Regardless of demand, all that gaming cash has caught broadcasters at an especially weak moment. Although ESPN in particular is still enormously profitable—to the tune of billions of dollars a year—the decline of cable has made continued growth look difficult, and growth is what shareholders want. No matter how creatively you do the math, streaming subscriptions are unlikely to make up the difference. Media executives go where the money is, and right now, the biggest piles of new money are available to those who encourage viewers to gamble. If even ESPN can’t hold out, and apparently has no desire to try, then no one can.

Those piles of money are not guaranteed to save the business, or even be around for very long. The lavish, years-long marketing and promotional campaigns that have filled sports media’s pockets are designed to onboard new bettors in new markets en masse, and their huge expense means that many of the mobile betting apps are not yet profitable. Pressure on sportsbooks to make money has begun to increase, and it’s already killed Fox Bet, the closest existing analog to what ESPN plans to launch this fall.

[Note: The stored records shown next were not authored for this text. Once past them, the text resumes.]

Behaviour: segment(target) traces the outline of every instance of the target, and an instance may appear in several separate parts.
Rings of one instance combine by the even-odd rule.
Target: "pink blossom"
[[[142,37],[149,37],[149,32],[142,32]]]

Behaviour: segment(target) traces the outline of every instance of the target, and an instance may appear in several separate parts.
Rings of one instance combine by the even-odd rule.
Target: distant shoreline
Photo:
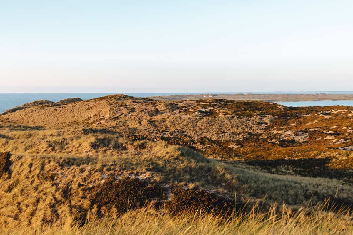
[[[353,94],[173,94],[154,96],[147,97],[156,100],[176,101],[207,99],[225,99],[233,100],[262,101],[267,102],[304,101],[336,101],[353,100]]]

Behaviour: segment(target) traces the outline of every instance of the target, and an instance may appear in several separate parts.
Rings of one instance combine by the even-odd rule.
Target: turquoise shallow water
[[[169,95],[173,94],[206,94],[204,92],[157,92],[157,93],[127,93],[125,94],[135,97],[148,97],[155,95]],[[211,92],[212,94],[237,94],[252,93],[253,94],[353,94],[353,92]],[[112,93],[25,93],[0,94],[0,113],[24,104],[39,100],[48,100],[57,102],[60,100],[71,97],[79,97],[85,100],[112,94]],[[338,100],[335,101],[306,101],[277,102],[286,106],[324,106],[326,105],[344,105],[353,106],[352,100]]]

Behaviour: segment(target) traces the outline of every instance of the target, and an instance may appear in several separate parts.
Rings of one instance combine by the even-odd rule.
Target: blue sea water
[[[169,95],[173,94],[206,94],[208,92],[155,92],[155,93],[126,93],[126,94],[135,97],[145,97],[155,95]],[[353,91],[325,91],[325,92],[211,92],[212,94],[353,94]],[[5,111],[19,106],[24,104],[38,100],[47,100],[57,102],[60,100],[71,97],[79,97],[83,100],[112,94],[112,93],[0,93],[0,113]],[[319,101],[277,102],[286,106],[324,106],[327,105],[344,105],[353,106],[352,100],[337,100],[334,101]]]

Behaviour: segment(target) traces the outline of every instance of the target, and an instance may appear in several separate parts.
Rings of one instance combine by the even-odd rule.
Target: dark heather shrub
[[[11,166],[11,156],[10,152],[0,153],[0,177],[9,172]]]
[[[140,208],[152,199],[164,196],[160,187],[149,185],[146,180],[128,177],[115,180],[108,177],[94,188],[90,199],[91,205],[97,206],[99,213],[104,214],[112,208],[124,212]]]
[[[177,187],[173,193],[171,200],[166,205],[174,214],[201,210],[214,215],[227,215],[236,209],[235,202],[205,190]]]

But in entering this market, ESPN has more advantages than any of its putative competitors—and more conflicts of interest. ESPN owns some or all of the broadcast rights to nearly every major sport in America, which means that it has enormous influence over how the entire business is conducted. It’s also the country’s biggest source of sports news, and how ESPN covers the industry already affects how unaffiliated sportsbooks set odds and how regular people make bets. Now ESPN will have its thumb on all three scales: influencing the leagues, informing the public, and setting the betting lines. (ESPN says that it will maintain a strict demarcation between its journalists and its betting operation.)

If you’re one of the (many, many) fans who find it irritating to now get much of your sports news filtered through the lens of what it means for bettors, the situation can only get worse as ESPN gets more centrally involved in gaming. Or maybe it’ll just turn you into a gambler against your better judgment, precisely as intended.